The Great Unwind is coming, warn Dresdner pair

It’s the sort of analysis that, as an investment banking analyst focusing on the investment banking sector, might seriously damage your career prospects.

No matter! Stefan-Michael Staimann and Susanne Knips at Dresdner Kleinwort have published a detailed tome on the importance of hedge funds to the investment banking industry. Their conclusion? Head for the hills, because “The Great Unwind” is coming — and it’s going to hurt.

Here’s the thesis:

  • Transaction costs run to 4 per cent of the $1,300bn of hedge fund assets under management. Manager salaries and performance fees take another 4-5 per cent, meaning hedge funds need to generate average annual returns of close to 20 per cent to keep everyone (including their investors) happy. Yet the strategies employed to produce these returns are not necessarily sustainable.
  • A clear majority of hedge funds can be thought of as leveraged sellers of deep-out-of-the-money put options. They employ long-short strategies - removing market risk with what are essentially spread or arbitrage bets with a relatively low return. To boost returns they employ extensive leverage. These spread positions do produce what look like low-risk returns most of the time — but, once in a blue moon, what are effectively options written by the hedge funds will get called. Think LTCM.
  • While hedge fund strategies across the industry may look diversified, there is actually a high degree of correlation, since many funds are effectively running leveraged bets on stable or tightening risk premia. Any widening of risk premia will force large-scale liquidations of positions, with margin calls by the banks and redemptions by investors reinforcing the process.
Staimann and Knips declare: “We believe that the great unwind is inevitable, but impossible to time. It looks like the process of building up leveraged spread bets has already run quite far. Risk premia in many markets are very low, making it increasingly difficult to find spread bets for new money. Market volatility has been driven to record lows (remember: selling a put is like shorting volatility). The process may not have much more room to run and may start to be more sensitive to factors that could threaten its delicate balance (such as a deterioration of corporate credit risk).”

“The virtuous cycle on the slow way up (the supply and demand from building spread bets
leads to tightening spreads, which in turn raises confidence to build new positions) turns
into a vicious cycle on the fast way down.”

So how vicious is this great unwind going to be?
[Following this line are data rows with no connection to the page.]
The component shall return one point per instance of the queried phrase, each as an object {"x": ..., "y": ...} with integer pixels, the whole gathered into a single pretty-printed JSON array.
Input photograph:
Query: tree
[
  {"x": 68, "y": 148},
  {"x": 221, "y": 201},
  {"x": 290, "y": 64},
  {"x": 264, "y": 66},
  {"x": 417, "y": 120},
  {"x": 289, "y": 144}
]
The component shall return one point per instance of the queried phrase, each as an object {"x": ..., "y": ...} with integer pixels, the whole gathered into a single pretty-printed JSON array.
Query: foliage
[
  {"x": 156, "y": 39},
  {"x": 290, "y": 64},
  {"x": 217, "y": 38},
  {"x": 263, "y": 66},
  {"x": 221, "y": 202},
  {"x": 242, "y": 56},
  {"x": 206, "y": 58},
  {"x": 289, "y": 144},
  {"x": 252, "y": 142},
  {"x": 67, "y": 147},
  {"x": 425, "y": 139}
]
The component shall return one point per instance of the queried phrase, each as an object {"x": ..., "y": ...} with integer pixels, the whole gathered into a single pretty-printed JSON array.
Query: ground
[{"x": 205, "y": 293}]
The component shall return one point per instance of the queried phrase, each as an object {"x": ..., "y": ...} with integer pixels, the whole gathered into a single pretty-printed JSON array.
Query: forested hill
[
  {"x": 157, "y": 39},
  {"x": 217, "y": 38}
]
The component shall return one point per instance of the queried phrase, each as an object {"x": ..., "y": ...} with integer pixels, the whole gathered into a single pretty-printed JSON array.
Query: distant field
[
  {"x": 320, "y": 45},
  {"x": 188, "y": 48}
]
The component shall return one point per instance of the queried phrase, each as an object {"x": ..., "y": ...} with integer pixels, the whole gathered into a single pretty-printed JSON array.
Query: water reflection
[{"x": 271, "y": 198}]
Well, the Dresdner pair estimate that investment banks sucked roughly $40-50bn in revenue out of hedge funds last year, mainly through sales/trading and services other than prime brokerage. That is about 15-20% of all industry revenues in investment banking.

P.S. If you do get hold of a copy of the Dresdner report, do have a look at Appendix 2, titled “Are hedge funds banks. It compares Citadel with Deutsche’s investment banking division and, in a word, answers “yes” — and then goes on to compare Citadel with LTCM.